L’article L127-3 du Code des assurances énonce le principe selon lequel vous êtes toujours libre de choisir un avocat. Votre protection juridique n’a pas le droit de vous imposer le choix d’un avocat.

Celui-ci dispose que « Tout contrat d'assurance de protection juridique stipule explicitement que, lorsqu'il est fait appel à un avocat ou à toute autre personne qualifiée par la législation ou la réglementation en vigueur pour défendre, représenter ou servir les intérêts de l'assuré, dans les circonstances prévues à l'article L. 127-1, l'assuré a la liberté de le choisir.

Le contrat stipule également que l'assuré a la liberté de choisir un avocat ou, s'il le préfère, une personne qualifiée pour l'assister, chaque fois que survient un conflit d'intérêt entre lui-même et l'assureur.

Aucune clause du contrat ne doit porter atteinte, dans les limites de la garantie, au libre choix ouvert à l'assuré par les deux alinéas précédents.

L'assureur ne peut proposer le nom d'un avocat à l'assuré sans demande écrite de sa part ».

En pratique les conditions générales de votre assureur précisent souvent la question de savoir à partir de quand le litige est « matérialisé » et permet de déclencher la prise en charge des honoraires de votre avocat dans le cadre des démarches amiables (avant tout acte de procédure).

Il peut s’agir ainsi pour l’assureur d’exiger, à l’instar de ce font les associations de consommateurs, que vous ayez fait une première réclamation écrite auprès de votre adversaire.

Lorsque vous êtes en défense :

Conformément à l’article L127-2-3 du Code des assurances, dès lors que votre adversaire est assisté d’un avocat, donc dès lors que vous recevez une lettre d’un avocat ou un acte de procédure, votre assureur n’a pas le droit de vous refuser le bénéfice de la protection juridique pour l’avocat de votre choix.

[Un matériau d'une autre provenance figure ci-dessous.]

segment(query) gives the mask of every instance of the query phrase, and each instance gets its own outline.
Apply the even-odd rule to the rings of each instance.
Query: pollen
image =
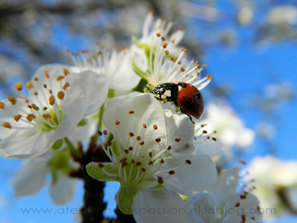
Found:
[[[50,96],[49,98],[49,103],[50,105],[53,105],[55,101],[55,99],[54,99],[54,97],[53,95],[50,95]]]
[[[186,160],[186,163],[190,165],[192,163],[192,162],[191,162],[191,160]]]
[[[13,119],[14,119],[14,121],[16,122],[18,122],[21,118],[22,118],[22,115],[19,114],[13,116]]]
[[[31,113],[31,114],[29,114],[27,116],[27,120],[29,121],[29,122],[32,122],[33,121],[33,119],[35,119],[36,118],[36,116],[35,116],[34,114]]]
[[[70,86],[70,85],[69,84],[69,83],[68,82],[66,82],[65,83],[65,84],[64,85],[64,86],[63,86],[63,89],[64,90],[66,90],[66,89]]]
[[[65,76],[69,74],[69,71],[66,68],[63,68],[63,72],[64,72],[64,76]]]
[[[2,124],[2,126],[3,126],[4,128],[6,128],[6,129],[11,129],[11,126],[10,126],[10,124],[8,122],[3,123]]]
[[[19,91],[23,89],[23,85],[20,82],[18,82],[15,85],[15,89]]]
[[[16,103],[16,98],[13,96],[10,96],[8,97],[7,100],[10,102],[12,105],[14,105]]]
[[[60,90],[59,92],[58,92],[58,93],[57,94],[57,97],[58,97],[58,98],[59,98],[60,100],[62,100],[64,96],[65,93],[64,93],[64,92],[62,91],[61,90]]]
[[[57,81],[61,81],[64,78],[65,78],[64,77],[64,76],[62,76],[62,75],[60,75],[60,76],[58,76],[57,77],[57,79],[56,80]]]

En effet, ledit article dispose que « L'assuré doit être assisté ou représenté par un avocat lorsque son assureur ou lui-même est informé de ce que la partie adverse est défendue dans les mêmes conditions ».

Sur le montant des honoraires :

Le principe de libre négociation des honoraires vaut aussi lorsqu’il y a une protection juridique (Article L127-5-1 du Code des assurances). En pratique, la protection juridique adressera ses conditions tarifaires à l’avocat (qui sont comprises dans vos conditions générales), lequel décidera avec son client si cela est suffisant, ou s’il faut prévoir un honoraire complémentaire à la charge du client.

Tout ceci fera l’objet d’une convention d’honoraires entre les parties.